I am not sure how effective this is as "outreach" because if the students don't ask the right questions or if we don't touch upon a particular point in our bios, then there will be holes in the students' understanding of what it means to be a transgender person.

However, reading the students' written comments after each session, I think we are making some progress. We usually are able to leave them with the knowledge that we are not freaks. Rather that we are just like they are, that is, human beings just trying to get along in the world.

Most of the students' questions asked of me were typical.

  • How did you choose your female name?
  • Do you present as a woman all the time?
  • Does your spouse support you? Etcetera.

Then there were a couple of atypical questions.

  • What was your favorite time growing up? (The late 1960s.)
  • What was the weirdest question you were ever asked at outreach? (You just asked it.

Sometimes, I am a little nervous when I do outreach and come across as "sad" and/or "up tight," but on Tuesday, I was very comfortable and as a result, I was humorous and very effusive.

One student commented that I was "cute" in the way I told my story. Another commented about my prowess for walking in heels --- something she has yet to conquer. Still another came up to me after the class, gave me a big hug and said I was "very pretty."

So I guess I did good.





Source: DailyLook

Wearing DailyLook.






Contestants femulating in the 2014 Mr. CC-E womanless beauty pageant in Spencer, Iowa.


  1. well done Stana. Every little bit helps and I think that the younger generation is more plugged in and receptive to this issue than people like us who grew up in the 60's and 70's. Education helps build support and understanding!....good on you


  2. Stana,

    You did well doing good.

    Do you have a theory as to why these classes tend to have many more females than males in attendance? Have you ever asked the professor if she has a theory as to why the women greatly outnumber the men?
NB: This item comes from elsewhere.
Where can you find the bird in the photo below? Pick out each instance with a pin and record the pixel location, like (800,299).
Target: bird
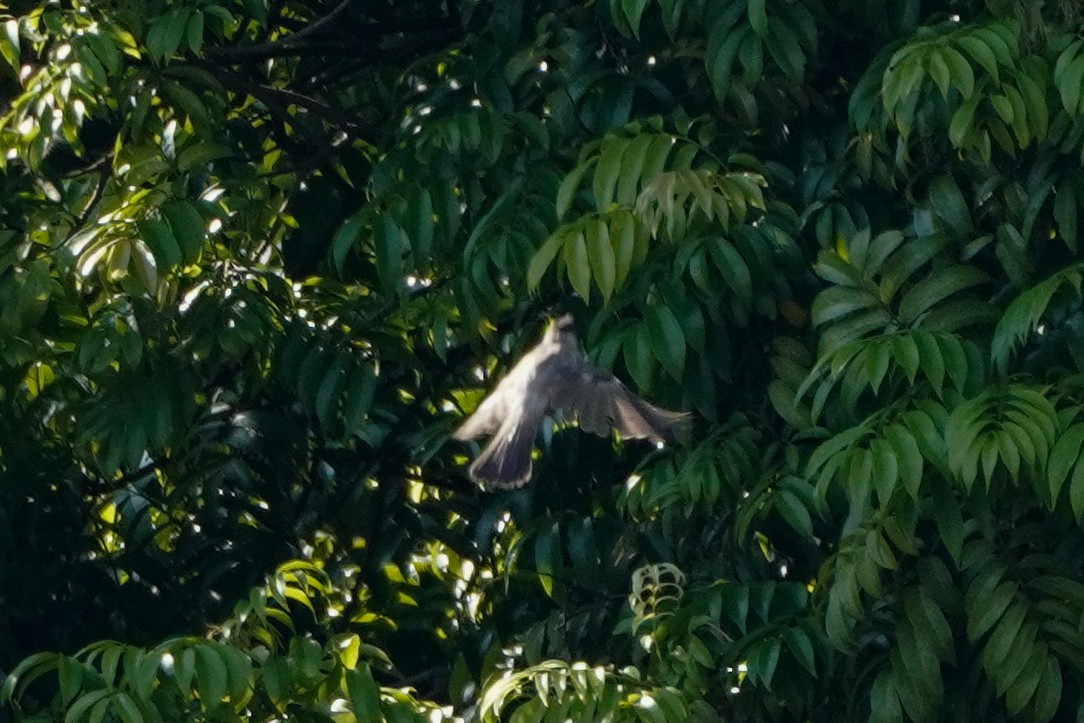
(555,376)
    There can be lots of good that comes from these classes. Folks like us appreciate being accepted and tolerated by women, especially the women in our lives. The women in your classes may now find themselves much more accepting if they find a TG male in their lives having had the experience of the seeing how moral, normal and well adjusted you are at these presentations.


  3. Stana I wish the kids at Santa Clara asked more questionsof our group.